La multiplication des conflits armés et des crises humanitaires réactive le débat sur les critères d’engagement.
Il existait, depuis Weinberger, une check-list des critéres d’engagement, mais celle ci s’avère insuffisamment précise. En 1994, l’administration Clinton élabore une Directive Présidentielle sur la participation aux opérations de paix de l’ONU. L’expérience somalienne, toute proche, influence sa rédaction. La PPD 25 énonce une hiérarchie de critères servant à définir les cas d’engagement dans ce type d’opérations. Deux d’entre eux ( « la durée de l’opération doit être prévue en fonction d’objectifs clairs et d’un critère réaliste fixant la fin de l’opération » ), repris dans la National Security Strategy of Engagement and Enlargement , vont fusionner. La notion d’exit strategy , ramassée et parlante, va s’imposer dans le débat sur l’expédition en Haïti.
En 1995, dans la discussion au Congrès sur l’envoi de troupes en Bosnie, les partisans et les adversaires de l’intervention argumentent et s’opposent à travers le « langage commun » de l’exit strategy.
- Certains discutent la cohérence des objectifs ;
- d’autres, approuvent les objectifs, mais mettent en doute le réalisme du calendrier (Douze mois ne permettront pas d’atteindre les objectifs.). Richard Perle observe qu’une « (date de sortie( » ne constitue pas une « (stratégie de sortie) ».
- D’autres, enfin, soulignent l’inversion maligne intervenue entre deadline et objectifs. » C’est la stratégie de sortie qui est la mission. La mission est de se montrer et de partir, elle n’est pas de rester jusqu’à ce que les objectifs soient atteints » .En mars 1995, Anthony Lake entreprend de jeter les bases d’une doctrine de la stratégie de sortie. Il commence par en circonscrire le champ d’application . Dans les conflits majeurs, la fixation a priori d’un délai n’a pas de sens : ces conflits sont « open-ended « .

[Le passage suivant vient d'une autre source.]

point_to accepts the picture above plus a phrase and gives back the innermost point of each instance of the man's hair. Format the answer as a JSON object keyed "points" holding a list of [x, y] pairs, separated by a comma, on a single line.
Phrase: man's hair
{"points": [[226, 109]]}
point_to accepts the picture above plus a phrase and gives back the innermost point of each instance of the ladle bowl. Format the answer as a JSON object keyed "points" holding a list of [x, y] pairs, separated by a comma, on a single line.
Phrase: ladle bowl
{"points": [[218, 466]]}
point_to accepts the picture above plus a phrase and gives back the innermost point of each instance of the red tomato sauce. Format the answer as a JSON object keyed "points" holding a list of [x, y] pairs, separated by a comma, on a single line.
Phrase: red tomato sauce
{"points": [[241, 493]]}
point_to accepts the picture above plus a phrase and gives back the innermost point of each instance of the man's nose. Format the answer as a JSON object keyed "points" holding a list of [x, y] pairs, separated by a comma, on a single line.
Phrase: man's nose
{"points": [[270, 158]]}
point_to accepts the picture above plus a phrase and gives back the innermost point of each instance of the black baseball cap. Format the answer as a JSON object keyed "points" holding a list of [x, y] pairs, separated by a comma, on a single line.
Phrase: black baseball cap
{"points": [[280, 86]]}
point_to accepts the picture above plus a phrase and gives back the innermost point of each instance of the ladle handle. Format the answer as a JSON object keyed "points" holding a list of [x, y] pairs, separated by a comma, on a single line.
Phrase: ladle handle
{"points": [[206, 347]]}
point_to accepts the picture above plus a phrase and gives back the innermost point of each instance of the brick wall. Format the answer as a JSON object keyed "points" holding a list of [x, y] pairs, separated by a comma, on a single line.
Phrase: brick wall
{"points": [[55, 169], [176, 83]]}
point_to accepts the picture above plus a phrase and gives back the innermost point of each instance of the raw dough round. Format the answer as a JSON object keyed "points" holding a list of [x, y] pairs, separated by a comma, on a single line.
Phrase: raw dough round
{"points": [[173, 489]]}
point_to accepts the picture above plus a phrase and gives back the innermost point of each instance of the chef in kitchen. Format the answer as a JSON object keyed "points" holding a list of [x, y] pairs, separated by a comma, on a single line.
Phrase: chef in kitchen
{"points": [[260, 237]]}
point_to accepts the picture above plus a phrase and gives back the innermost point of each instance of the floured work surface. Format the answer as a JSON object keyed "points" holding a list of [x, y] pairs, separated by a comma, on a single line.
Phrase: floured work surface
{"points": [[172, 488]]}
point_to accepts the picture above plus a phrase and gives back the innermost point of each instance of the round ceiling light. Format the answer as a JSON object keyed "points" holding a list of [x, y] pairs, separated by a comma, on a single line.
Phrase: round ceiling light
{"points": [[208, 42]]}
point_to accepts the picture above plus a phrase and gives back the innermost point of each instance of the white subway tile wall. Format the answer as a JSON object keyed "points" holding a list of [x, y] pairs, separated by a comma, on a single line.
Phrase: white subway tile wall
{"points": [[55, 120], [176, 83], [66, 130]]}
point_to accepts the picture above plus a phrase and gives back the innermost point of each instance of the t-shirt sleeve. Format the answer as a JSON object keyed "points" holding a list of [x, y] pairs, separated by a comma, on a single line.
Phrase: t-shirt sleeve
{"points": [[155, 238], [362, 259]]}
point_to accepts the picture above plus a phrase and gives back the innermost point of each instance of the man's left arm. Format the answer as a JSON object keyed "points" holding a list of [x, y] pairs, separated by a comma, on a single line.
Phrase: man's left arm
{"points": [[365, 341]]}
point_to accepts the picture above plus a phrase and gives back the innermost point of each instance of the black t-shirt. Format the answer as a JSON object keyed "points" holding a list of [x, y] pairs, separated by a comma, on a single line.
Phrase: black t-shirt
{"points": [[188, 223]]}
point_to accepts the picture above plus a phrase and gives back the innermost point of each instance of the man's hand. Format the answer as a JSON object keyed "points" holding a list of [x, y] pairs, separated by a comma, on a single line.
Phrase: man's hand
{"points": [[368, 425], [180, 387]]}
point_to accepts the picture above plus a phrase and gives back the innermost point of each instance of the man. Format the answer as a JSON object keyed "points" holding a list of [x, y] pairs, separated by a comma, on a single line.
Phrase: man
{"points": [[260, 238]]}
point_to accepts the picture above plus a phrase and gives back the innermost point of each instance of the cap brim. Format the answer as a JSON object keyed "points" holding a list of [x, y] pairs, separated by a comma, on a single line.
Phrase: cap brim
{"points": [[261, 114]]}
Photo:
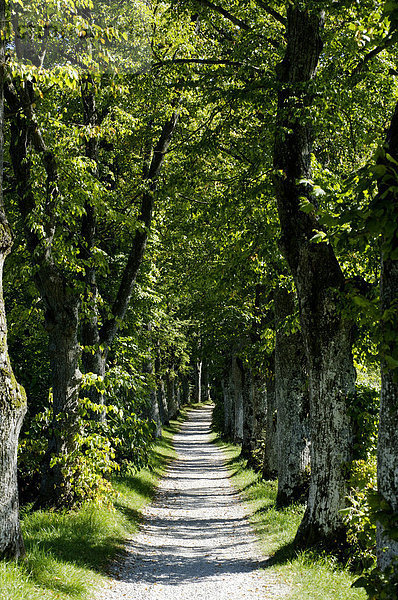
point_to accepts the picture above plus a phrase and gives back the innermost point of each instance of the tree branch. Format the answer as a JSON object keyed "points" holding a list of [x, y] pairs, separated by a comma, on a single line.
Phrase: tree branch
{"points": [[204, 61], [271, 11], [135, 258]]}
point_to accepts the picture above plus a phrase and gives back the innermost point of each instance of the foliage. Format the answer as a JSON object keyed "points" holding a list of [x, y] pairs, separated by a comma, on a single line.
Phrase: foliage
{"points": [[364, 411], [361, 528], [68, 553], [309, 574]]}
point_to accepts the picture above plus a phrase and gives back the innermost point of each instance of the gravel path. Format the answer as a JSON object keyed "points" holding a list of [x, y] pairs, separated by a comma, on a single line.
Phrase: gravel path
{"points": [[196, 543]]}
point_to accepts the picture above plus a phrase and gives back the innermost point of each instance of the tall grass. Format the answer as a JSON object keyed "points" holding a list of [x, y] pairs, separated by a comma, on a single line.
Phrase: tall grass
{"points": [[310, 575]]}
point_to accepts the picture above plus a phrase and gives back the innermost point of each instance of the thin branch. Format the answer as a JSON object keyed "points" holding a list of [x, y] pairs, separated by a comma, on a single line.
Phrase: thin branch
{"points": [[227, 15], [271, 11], [386, 43], [204, 61]]}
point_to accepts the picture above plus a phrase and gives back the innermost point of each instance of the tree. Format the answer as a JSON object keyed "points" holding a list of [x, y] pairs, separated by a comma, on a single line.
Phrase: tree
{"points": [[385, 206], [319, 281], [12, 395]]}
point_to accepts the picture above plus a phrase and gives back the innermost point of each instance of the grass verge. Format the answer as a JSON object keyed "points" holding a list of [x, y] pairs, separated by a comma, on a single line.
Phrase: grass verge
{"points": [[67, 554], [310, 575]]}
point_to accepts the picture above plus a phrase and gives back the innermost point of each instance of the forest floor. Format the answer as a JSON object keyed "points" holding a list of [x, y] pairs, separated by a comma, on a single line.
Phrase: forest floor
{"points": [[196, 541]]}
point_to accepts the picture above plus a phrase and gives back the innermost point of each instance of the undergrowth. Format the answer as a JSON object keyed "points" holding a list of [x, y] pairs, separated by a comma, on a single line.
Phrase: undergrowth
{"points": [[68, 554], [310, 575]]}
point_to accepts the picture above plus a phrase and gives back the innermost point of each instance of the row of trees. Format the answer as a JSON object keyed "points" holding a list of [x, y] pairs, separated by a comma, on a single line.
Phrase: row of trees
{"points": [[201, 192]]}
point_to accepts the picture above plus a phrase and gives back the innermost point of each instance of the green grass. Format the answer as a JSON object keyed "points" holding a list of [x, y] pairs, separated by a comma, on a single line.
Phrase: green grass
{"points": [[67, 554], [310, 575]]}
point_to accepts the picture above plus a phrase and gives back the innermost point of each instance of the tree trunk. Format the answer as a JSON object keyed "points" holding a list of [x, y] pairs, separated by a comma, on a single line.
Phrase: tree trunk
{"points": [[237, 378], [205, 396], [386, 203], [197, 394], [12, 395], [319, 280], [12, 412], [229, 412], [248, 416], [171, 397], [154, 410], [270, 466], [292, 402], [161, 392], [61, 320], [186, 391], [259, 410]]}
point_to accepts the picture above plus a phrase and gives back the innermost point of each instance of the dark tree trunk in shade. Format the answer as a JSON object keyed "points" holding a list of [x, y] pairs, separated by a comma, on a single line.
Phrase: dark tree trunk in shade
{"points": [[171, 396], [270, 460], [185, 389], [319, 281], [161, 391], [205, 382], [292, 403], [259, 409], [154, 411], [387, 446], [237, 379], [60, 298], [229, 406], [61, 325], [248, 415], [12, 395]]}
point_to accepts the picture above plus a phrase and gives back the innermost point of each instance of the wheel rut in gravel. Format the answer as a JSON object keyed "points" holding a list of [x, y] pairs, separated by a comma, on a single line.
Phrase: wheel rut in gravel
{"points": [[196, 542]]}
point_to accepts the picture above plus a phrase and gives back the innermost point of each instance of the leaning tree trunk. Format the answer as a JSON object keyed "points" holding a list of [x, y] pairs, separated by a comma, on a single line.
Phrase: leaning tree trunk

- La stratégie de sortie s’applique aux autres conflits (souvent internes) dans lesquels les États Unis sont et seront de plus en plus souvent amenés à s’engager, même si leurs intérêts majeurs ne sont pas en cause.
Dans ce type de conflits, le pouvoir politique doit fixer des « missions claires » et des « objectifs militaires atteignables « . Une fois fixés les missions et les objectifs, il appartient à l’état major de déterminer le temps nécessaire pour les atteindre.
Cette distinction, très orthodoxe, entre le politique et le militaire, a été perçue, lors du débat sur la Bosnie, comme une fiction, soigneusement entretenue. La détermination du délai de douze mois par l’état major était surdéterminée par le calendrier électoral. L’état major a fait sienne cette deadline.
Lake distingue le temps (long) de la reconstruction d’une nation, et la « fenêtre d’opportunité » que la communauté internationale ouvre temporairement, laissant un temps (court) aux parties se ressaisir et amorcer le processus de reconstruction.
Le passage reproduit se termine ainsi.